Looking ahead to 2026 and 2027, the procedure volumes are expected to rise to 1,534 million and 1,734 million, respectively, translating to year-over-year growth of 12.1% to 13.1%. Despite initial concerns of market share erosion following Stryker’s acquisition activities, the actual impact appears to be limited to the PE (pulmonary embolism) space. Share gains in DVT (deep vein thrombosis) and PAO, coupled with general market growth in peripheral thrombectomy, are anticipated to bolster Stryker’s weighted average market growth rate in the forthcoming years.
As a result of these factors, Piper Sandler foresees Stryker maintaining a strong top-line growth profile, which is considered to be among the best in its category. The company’s strategy of expanding its market presence in specific high-growth areas is expected to underpin its continued success in the medical technology industry. Based on InvestingPro data, analysts maintain a bullish consensus on the stock, with price targets ranging from $276 to $465. For deeper insights into Stryker’s valuation and growth prospects, investors can access the comprehensive Pro Research Report, available exclusively to InvestingPro subscribers.
In other recent news, Stryker Corporation has completed its $4.94 billion acquisition of Inari Medical (TASE:BLWV), marking a significant expansion in its product portfolio. This strategic move is expected to enhance Stryker’s offerings in the medical instruments sector. The acquisition is projected to contribute $590 million in revenue for the 10-month period in 2025, although it may slightly dilute Stryker’s operating margins. Citi has responded positively to this acquisition by initiating a Buy rating for Stryker with a price target of $450, highlighting the potential of Inari’s products in the underpenetrated venous thromboembolism market.
Additionally, Stryker has issued $3 billion in new debt to finance the Inari acquisition, with the notes maturing between 2027 and 2035. This financial strategy underscores Stryker’s commitment to managing its capital structure while pursuing growth opportunities.
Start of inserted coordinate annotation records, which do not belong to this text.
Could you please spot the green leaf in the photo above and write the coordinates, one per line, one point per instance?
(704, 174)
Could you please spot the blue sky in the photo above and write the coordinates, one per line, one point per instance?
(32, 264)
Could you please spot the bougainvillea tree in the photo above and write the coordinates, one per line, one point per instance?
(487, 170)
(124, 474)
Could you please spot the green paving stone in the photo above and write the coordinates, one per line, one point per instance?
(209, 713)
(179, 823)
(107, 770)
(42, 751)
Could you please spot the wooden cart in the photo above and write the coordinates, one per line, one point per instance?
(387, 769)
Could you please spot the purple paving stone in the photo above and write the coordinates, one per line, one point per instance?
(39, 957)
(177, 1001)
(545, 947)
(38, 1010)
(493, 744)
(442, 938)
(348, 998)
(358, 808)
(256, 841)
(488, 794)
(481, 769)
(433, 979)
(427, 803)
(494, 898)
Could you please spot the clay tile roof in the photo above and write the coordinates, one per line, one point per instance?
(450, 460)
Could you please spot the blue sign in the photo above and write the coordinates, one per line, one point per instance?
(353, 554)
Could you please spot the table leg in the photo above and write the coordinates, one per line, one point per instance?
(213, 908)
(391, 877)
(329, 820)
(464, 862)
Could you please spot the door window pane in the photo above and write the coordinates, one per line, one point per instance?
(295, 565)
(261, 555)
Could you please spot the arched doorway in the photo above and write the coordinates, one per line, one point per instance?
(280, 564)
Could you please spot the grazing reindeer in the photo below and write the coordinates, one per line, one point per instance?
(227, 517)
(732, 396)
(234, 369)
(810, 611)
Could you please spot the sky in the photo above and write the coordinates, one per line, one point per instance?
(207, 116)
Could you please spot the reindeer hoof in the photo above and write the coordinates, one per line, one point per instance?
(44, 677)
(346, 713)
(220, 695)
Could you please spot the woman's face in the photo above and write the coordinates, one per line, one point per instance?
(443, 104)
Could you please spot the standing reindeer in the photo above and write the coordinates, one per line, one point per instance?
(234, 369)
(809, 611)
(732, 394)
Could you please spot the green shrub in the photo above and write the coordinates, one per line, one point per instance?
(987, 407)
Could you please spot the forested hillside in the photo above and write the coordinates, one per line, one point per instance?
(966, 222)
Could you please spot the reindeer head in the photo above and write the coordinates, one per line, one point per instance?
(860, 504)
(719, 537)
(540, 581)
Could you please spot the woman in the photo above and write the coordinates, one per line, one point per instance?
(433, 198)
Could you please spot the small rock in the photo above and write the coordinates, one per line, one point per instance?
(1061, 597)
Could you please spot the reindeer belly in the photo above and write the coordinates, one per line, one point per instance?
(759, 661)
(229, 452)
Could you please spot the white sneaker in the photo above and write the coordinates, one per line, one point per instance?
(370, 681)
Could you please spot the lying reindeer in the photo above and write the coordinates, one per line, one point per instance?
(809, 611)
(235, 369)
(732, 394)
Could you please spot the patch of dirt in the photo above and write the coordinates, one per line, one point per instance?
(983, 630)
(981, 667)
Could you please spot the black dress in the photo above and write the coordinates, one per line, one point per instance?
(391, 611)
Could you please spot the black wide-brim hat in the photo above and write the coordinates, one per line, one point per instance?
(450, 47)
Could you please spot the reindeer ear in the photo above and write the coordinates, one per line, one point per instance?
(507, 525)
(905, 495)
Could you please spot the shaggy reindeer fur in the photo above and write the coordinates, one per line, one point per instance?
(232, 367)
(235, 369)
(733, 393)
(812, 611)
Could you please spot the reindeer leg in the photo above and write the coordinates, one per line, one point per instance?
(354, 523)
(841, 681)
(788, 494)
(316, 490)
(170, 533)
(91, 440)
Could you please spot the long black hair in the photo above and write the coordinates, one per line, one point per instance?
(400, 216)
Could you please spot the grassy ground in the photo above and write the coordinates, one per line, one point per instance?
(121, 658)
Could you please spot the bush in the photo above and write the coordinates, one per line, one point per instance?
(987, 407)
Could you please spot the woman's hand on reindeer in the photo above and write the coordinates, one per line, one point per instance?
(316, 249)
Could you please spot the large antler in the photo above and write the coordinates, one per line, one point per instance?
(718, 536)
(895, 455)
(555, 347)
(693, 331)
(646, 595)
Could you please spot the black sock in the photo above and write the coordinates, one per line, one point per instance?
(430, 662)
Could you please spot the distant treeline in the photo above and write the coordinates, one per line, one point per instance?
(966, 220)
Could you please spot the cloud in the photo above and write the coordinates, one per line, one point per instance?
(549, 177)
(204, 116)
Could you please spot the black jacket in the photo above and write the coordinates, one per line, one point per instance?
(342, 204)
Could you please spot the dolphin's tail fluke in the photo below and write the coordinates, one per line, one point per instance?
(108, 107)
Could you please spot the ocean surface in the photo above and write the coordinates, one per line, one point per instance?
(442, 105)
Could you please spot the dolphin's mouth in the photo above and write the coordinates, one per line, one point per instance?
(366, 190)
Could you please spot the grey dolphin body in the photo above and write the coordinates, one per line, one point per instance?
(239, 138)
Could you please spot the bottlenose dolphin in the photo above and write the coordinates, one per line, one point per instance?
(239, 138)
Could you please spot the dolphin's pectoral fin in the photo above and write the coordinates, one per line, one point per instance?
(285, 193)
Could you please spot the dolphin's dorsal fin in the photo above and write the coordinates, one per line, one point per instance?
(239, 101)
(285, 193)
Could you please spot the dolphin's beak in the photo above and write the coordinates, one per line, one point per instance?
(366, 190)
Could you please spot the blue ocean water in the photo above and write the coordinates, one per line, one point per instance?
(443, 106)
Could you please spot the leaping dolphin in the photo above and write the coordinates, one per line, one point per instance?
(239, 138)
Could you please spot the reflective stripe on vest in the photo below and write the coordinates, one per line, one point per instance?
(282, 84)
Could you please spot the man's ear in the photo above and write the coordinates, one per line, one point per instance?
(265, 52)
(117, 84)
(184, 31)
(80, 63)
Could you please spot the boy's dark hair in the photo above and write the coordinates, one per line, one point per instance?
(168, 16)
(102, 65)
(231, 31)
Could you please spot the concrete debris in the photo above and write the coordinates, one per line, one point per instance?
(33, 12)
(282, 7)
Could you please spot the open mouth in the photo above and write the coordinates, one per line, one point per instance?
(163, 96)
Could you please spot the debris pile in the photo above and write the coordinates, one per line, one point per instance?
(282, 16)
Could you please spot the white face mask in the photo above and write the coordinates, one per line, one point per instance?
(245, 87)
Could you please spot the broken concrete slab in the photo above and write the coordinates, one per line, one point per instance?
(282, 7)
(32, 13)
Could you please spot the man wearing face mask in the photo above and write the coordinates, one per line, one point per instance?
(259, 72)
In other developments, Stryker introduced the Sync Badge, a hands-free communication device for healthcare teams, aiming to improve coordination and patient care. The company also launched the Steri-Shield 8 PPE system, featuring enhanced protection and comfort for healthcare professionals. These product innovations reflect Stryker’s ongoing efforts to advance medical technology and support healthcare providers.